Remix.run Logo
ACCount37 5 days ago

That's a really complex, very out-of-distibution, hard-to-know question for the early LLMs. Not that it's too hard to fix that, mind.

Those LLMs weren't very aware of tokenizer limitations - let alone aware enough to recognize them or work around them in the wild.

lapcat 5 days ago | parent [-]

> That's a really complex, very out-of-distibution, hard-to-know question

No, it's not. It's a trivial question in any context.

> for the early LLMs.

Early? Claude 3.7 was introduced just 6 months ago, and Deepseek-V3 9 months ago. How is that "early"?

ACCount37 5 days ago | parent [-]

Do I really have to explain what the fuck a "tokenizer" is, and why does this question hit the tokenizer limitations? And thus requires extra metacognitive skills for an LLM to be able to answer it correctly?

lapcat 5 days ago | parent | next [-]

> Do I really have to explain what the fuck

Please respect the HN guidelines: https://news.ycombinator.com/newsguidelines.html

What you need to explain is your claim that the cited LLMs are "early". According to the footnotes, the paper has been in the works since at least May 2025. Thus, those LLMs may have been the latest at the time, which was not that long ago.
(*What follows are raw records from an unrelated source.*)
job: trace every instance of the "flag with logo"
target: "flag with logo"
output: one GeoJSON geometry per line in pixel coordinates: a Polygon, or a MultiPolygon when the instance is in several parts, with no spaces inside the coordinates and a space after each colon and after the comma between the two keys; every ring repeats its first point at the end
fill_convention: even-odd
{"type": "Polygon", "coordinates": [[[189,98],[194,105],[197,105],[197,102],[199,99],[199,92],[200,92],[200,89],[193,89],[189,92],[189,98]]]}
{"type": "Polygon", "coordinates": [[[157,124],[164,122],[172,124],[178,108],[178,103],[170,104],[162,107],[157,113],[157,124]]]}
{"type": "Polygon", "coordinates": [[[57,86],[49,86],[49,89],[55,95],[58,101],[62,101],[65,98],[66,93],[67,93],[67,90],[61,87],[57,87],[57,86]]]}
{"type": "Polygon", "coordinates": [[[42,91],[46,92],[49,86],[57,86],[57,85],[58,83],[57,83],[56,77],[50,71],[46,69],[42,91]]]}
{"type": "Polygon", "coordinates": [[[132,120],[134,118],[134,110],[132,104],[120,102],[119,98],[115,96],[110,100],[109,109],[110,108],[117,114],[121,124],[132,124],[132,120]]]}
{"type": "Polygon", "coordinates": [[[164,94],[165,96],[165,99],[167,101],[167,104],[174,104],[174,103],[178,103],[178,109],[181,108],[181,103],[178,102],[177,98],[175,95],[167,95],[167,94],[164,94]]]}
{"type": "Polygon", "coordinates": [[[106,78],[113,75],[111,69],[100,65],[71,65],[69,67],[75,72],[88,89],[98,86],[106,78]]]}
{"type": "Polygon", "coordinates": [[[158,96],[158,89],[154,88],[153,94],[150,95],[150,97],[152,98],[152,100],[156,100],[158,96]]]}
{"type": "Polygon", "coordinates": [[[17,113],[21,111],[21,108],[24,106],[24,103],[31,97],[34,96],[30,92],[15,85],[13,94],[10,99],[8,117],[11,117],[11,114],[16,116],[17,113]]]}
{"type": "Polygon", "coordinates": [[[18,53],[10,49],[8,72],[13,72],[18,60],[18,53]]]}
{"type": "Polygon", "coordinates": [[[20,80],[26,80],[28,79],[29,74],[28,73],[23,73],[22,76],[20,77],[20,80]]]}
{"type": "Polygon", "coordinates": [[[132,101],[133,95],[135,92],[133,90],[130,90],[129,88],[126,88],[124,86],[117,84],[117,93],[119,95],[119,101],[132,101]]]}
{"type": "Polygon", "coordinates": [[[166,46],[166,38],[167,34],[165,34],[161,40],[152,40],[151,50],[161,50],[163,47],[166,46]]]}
In any case, given your guidelines violations, I won't be continuing in this thread.

Jensson 5 days ago | parent | prev [-]

The only "metacognitive" skill it needs is to know how many D there are in every token, and sum those up. Humans are great at that sort of skill, which is why they can answer that sort of question even in languages where each letter is a group of sounds and not just one like Japanese katakana, that is not hard at all.

LLM are also really great at this skill when there is ample data for it. There is not a lot of data for "how many D in DEEPSEEK", so they fail that.